“I must say I think it is largely in your imagination, my dear,” replied her husband, “though I can’t say that he looks more like any one else than like Max or his father.”
“Well, time will show,” she said, laughingly, and gazing at the babe with all a mother’s admiring love, “we’ll see what you and Max have to say in another month.”
After that no day passed without an interview between the captain and his wife, and as soon as both were able for the short journey, they went to Ion for a week, taking all the children with them. The Lelands were there at the same time, and a very delightful holiday it proved to all, old and young, guests and entertainers.
Then for another week the same company gathered at Fairview.
It was now late in the summer, and it seemed that every body was longing for sea-breezes. Some one, one evening as they sat in the veranda, expressed the desire and started the queries whether it would not be advisable to go to some sea-side resort, and which was most to be preferred.
The first question was soon decided in the affirmative.
Then Zoe exclaimed, “Let us go to Nantucket! We had such a delightful time there; and we can travel nearly all the way by sea, so that the journey will not be hard for our recovering invalids.”
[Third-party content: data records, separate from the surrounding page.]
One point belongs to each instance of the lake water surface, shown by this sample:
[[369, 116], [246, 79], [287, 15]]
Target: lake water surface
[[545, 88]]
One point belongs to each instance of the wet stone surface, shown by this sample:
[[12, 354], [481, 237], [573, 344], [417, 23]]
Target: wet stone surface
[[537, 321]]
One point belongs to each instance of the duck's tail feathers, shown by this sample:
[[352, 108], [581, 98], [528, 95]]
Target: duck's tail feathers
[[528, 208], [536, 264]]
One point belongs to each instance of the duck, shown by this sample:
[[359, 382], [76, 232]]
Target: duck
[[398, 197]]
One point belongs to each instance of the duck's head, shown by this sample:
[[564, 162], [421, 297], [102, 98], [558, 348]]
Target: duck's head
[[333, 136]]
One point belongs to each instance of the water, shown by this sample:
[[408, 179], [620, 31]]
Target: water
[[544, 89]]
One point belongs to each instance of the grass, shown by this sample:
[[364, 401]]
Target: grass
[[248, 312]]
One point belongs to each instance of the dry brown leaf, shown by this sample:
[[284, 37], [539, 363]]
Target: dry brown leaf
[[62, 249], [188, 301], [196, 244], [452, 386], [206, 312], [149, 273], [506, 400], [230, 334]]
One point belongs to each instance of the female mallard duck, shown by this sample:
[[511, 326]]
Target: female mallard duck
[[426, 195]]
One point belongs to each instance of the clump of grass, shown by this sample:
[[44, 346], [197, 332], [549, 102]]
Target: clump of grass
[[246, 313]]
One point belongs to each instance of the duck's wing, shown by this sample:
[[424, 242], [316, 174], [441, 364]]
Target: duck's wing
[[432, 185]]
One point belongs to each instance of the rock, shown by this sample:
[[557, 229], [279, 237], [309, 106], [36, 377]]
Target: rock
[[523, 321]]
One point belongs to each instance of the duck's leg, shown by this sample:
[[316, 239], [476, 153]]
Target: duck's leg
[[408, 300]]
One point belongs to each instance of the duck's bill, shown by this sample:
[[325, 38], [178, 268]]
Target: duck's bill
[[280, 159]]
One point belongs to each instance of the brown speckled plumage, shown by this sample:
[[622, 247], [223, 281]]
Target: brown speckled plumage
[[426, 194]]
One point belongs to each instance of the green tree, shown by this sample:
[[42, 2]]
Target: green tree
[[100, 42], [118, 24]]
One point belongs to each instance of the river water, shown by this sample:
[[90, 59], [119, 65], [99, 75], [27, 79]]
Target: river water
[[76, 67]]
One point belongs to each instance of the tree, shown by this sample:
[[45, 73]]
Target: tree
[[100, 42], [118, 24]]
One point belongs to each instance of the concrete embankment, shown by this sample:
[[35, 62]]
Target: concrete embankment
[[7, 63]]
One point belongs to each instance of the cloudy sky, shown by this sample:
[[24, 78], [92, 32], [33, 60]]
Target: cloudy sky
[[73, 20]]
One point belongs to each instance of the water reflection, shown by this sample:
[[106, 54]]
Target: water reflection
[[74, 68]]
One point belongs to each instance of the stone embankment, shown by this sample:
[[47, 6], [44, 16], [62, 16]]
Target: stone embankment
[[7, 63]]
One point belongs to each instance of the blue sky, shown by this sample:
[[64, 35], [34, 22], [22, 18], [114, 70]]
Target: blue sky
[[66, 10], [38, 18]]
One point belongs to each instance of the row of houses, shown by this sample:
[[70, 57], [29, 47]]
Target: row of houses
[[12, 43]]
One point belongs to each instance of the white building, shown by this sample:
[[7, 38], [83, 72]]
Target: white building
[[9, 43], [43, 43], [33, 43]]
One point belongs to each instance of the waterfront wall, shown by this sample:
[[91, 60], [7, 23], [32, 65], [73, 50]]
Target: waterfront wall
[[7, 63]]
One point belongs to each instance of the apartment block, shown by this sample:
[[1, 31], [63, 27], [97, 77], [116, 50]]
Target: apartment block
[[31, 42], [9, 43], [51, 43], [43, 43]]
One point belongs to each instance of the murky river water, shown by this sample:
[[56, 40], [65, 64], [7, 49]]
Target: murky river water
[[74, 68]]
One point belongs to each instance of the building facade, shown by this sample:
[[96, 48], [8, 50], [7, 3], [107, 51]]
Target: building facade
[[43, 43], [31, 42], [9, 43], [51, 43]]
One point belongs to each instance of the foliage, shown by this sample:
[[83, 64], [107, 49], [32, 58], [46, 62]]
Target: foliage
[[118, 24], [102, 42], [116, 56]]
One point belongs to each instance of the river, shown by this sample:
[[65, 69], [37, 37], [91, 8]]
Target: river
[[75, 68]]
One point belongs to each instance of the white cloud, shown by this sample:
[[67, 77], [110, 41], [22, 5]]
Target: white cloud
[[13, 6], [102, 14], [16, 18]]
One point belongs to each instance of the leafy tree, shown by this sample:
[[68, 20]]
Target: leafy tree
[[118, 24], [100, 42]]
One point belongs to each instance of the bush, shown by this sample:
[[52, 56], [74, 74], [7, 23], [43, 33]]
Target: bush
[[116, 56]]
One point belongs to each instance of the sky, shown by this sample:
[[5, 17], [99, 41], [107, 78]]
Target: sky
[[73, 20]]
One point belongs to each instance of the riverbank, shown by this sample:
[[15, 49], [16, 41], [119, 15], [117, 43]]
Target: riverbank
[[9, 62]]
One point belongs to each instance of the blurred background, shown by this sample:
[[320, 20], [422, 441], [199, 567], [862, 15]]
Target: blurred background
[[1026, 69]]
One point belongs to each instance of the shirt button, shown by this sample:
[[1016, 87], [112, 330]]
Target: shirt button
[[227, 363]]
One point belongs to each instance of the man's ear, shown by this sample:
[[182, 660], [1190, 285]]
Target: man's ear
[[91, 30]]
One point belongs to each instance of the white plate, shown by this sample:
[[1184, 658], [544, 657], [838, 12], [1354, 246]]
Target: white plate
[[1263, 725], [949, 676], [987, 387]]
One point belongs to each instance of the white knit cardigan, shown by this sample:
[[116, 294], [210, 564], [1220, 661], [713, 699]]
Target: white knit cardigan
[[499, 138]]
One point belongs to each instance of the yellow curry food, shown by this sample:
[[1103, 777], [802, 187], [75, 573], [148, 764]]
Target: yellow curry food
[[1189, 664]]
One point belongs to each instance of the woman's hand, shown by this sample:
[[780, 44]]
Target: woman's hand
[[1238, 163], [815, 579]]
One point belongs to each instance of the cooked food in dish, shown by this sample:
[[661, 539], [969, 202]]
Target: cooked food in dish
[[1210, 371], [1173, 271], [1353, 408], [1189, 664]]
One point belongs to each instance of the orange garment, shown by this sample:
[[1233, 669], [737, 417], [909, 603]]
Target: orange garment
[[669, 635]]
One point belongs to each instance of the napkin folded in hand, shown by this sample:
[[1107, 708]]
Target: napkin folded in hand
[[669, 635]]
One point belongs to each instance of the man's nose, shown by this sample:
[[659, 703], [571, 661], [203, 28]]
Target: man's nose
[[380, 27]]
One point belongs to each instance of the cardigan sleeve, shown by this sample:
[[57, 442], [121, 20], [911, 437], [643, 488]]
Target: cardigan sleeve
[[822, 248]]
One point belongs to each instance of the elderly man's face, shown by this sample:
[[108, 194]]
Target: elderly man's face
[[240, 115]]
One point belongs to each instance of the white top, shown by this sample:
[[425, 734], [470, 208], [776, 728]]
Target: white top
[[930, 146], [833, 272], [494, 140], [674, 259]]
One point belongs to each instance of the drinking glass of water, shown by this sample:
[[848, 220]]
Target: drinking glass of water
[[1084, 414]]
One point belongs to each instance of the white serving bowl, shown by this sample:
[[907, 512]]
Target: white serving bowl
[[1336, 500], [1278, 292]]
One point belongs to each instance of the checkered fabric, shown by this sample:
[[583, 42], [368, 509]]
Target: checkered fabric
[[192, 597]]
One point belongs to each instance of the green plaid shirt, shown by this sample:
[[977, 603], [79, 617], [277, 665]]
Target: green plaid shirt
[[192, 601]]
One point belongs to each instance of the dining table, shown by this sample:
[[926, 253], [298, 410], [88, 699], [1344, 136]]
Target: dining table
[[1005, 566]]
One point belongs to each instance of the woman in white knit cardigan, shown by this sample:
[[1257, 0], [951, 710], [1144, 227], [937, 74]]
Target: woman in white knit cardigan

The motion was carried by acclamation.
“Oh, I’m so glad!” cried Lulu, clapping her hands. “I’d rather go there than to any other place I can think of. I liked it so much before, and it’ll be twice as nice for me with you along, Eva; ’twill be such fun to show you all the interesting places. And O, papa, may we take the ponies with us?”
“Yes,” he said, “I shall arrange for that; quite for their sakes, of course,” he added, jestingly, “for no doubt they will enjoy the sea-breezes as much as the rest of us.”